Oxibendazole

Clinical data
- AHFS/Drugs.com: International Drug Names
- ATCvet code: QP52AC07 (WHO) ;

Legal status
- Legal status: Veterinary use only;

Identifiers
- IUPAC name Methyl N-(6-propoxy-1H-benzimidazol-2-yl)carbamate;
- CAS Number: 20559-55-1;
- PubChem CID: 4622;
- ChemSpider: 4461;
- UNII: 022N12KJ0X;
- KEGG: D05293;
- CompTox Dashboard (EPA): DTXSID5045625 ;
- ECHA InfoCard: 100.039.873

Chemical and physical data
- Formula: C_{12}H_{15}N_{3}O_{3}
- Molar mass: 249.270 g·mol^{−1}
- 3D model (JSmol): Interactive image;
- SMILES CCCOC1=CC2=C(C=C1)N=C(N2)NC(=O)OC;
- InChI InChI=1S/C12H15N3O3/c1-3-6-18-8-4-5-9-10(7-8)14-11(13-9)15-12(16)17-2/h4-5,7H,3,6H2,1-2H3,(H2,13,14,15,16); Key:RAOCRURYZCVHMG-UHFFFAOYSA-N;

= Oxibendazole =

Chemical compound

Oxibendazole is a benzimidazole drug that is used to protect against roundworms, strongyles, threadworms, pinworms and lungworm infestations in horses and some domestic pets.

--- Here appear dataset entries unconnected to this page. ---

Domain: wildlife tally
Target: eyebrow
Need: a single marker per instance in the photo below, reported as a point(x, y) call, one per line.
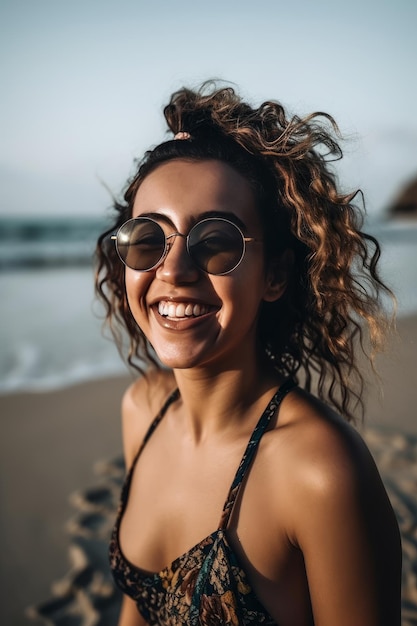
point(228, 215)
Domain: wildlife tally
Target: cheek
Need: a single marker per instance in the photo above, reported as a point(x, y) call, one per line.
point(137, 285)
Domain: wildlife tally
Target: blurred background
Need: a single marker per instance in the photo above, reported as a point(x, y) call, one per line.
point(83, 87)
point(84, 83)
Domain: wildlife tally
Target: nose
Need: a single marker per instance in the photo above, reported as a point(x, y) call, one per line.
point(177, 266)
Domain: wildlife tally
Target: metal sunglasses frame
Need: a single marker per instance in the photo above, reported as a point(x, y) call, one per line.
point(168, 245)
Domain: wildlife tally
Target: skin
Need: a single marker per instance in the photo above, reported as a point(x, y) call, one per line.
point(313, 527)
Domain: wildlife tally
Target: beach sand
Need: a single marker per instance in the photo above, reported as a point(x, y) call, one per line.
point(61, 475)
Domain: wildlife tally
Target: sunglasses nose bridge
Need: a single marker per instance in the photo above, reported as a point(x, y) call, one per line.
point(176, 262)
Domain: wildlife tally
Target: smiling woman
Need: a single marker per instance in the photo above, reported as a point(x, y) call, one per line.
point(236, 264)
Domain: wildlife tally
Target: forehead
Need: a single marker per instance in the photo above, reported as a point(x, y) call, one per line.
point(185, 188)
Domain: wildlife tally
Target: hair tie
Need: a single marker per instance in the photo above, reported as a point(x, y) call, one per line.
point(182, 135)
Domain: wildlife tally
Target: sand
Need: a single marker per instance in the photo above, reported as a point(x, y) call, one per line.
point(61, 471)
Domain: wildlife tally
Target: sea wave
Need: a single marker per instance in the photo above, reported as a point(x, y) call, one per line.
point(51, 327)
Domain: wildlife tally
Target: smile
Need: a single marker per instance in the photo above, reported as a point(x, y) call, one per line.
point(182, 310)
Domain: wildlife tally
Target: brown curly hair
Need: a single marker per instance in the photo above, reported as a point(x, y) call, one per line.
point(332, 302)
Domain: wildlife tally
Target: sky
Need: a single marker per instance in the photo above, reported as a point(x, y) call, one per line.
point(84, 83)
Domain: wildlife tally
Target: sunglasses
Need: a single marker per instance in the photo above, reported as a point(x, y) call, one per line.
point(215, 245)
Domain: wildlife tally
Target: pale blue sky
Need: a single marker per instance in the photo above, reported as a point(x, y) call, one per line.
point(84, 81)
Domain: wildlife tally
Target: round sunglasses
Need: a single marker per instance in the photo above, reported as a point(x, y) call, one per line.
point(215, 245)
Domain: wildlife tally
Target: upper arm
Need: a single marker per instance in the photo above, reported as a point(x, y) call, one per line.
point(349, 537)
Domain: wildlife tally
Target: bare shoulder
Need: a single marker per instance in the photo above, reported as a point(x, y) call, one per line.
point(332, 505)
point(328, 463)
point(140, 404)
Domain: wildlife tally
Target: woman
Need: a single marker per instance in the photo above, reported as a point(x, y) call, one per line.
point(237, 264)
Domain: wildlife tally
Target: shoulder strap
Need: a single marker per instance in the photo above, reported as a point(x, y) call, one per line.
point(252, 447)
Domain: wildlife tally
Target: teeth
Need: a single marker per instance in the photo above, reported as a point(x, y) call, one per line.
point(181, 310)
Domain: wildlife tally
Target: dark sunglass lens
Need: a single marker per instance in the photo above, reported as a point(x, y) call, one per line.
point(141, 243)
point(216, 246)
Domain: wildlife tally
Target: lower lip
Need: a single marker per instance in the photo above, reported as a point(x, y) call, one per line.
point(181, 324)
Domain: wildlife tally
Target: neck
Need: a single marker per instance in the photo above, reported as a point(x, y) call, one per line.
point(225, 402)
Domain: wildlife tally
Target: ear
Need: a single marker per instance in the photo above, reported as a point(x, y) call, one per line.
point(278, 274)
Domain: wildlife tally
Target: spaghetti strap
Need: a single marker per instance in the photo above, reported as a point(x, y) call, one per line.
point(251, 448)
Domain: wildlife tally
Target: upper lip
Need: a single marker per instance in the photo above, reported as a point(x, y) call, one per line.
point(182, 298)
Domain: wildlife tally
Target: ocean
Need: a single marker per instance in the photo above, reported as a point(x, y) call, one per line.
point(51, 324)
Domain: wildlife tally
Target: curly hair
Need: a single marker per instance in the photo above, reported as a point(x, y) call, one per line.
point(332, 303)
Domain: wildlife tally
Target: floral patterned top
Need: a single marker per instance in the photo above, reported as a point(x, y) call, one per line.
point(205, 586)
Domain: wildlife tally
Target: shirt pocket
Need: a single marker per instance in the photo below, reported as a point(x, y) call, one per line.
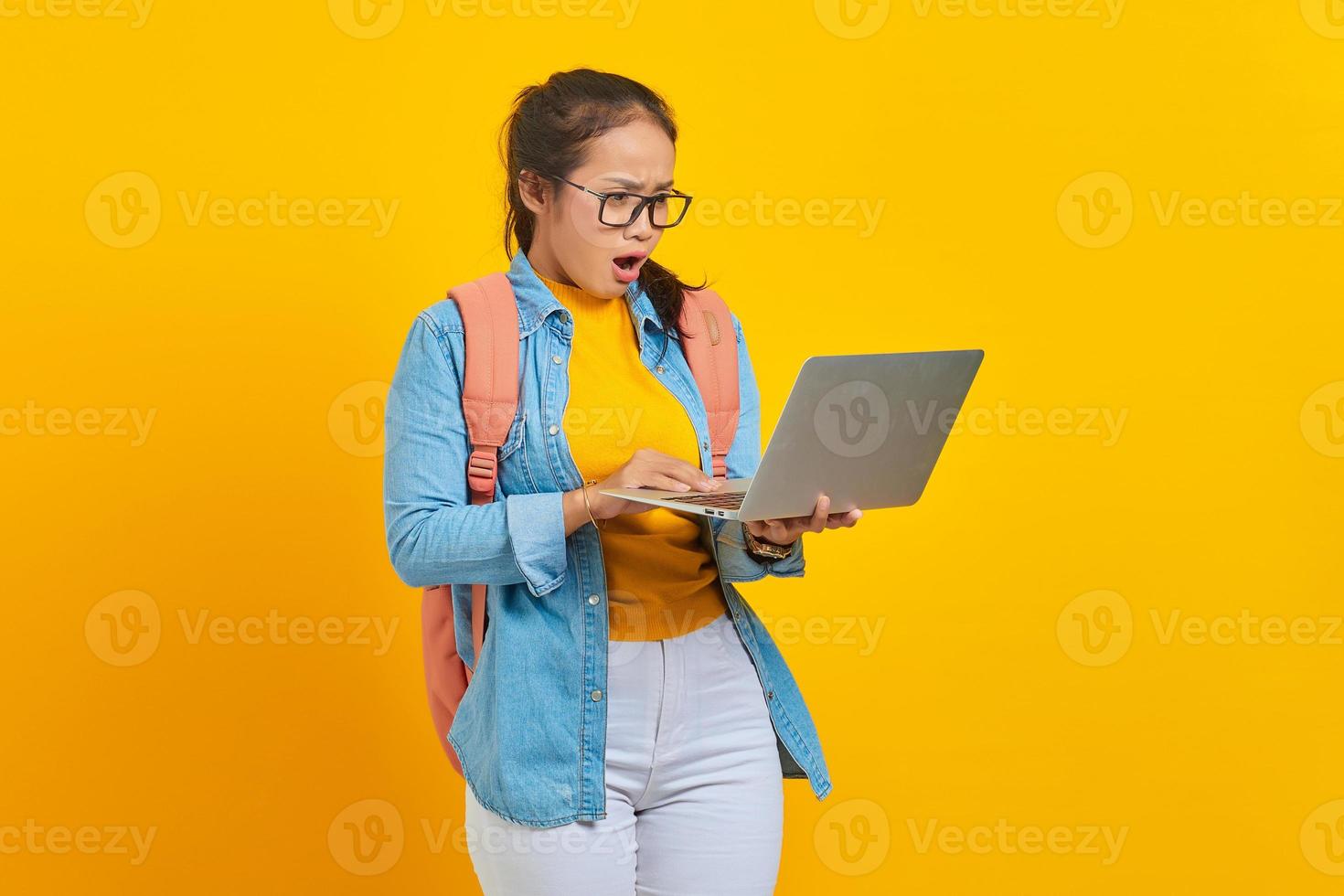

Like mebendazole, Oxibendazole inhibits tubulin polymerization. It is usually white to yellowish in appearance, and may take the form of a powder, tablet or paste.

==Synthesis==

Oxibendazole synthesis:

4‑Hydroxyacetamide (1) is alkylated with n-propyl bromide in the presence of potassium hydroxide to give the ether (2). Nitration of this product with nitric and sulfuric acids proceeds at the position ortho to the amide group (3), which is then reduced with SnCl_{2} to yield the phenylenediamine derivative (4). Reaction of that intermediate with S-methyl isothiourea proceeds first by aromatic cyclisation to the guanidine derivative followed by elimination of methyl mercaptan to yield the 2-aminobenzimidazole system (5). Acylation with methyl chloroformate results in the formation of a urethane on the amino group to produce oxibendazole (6).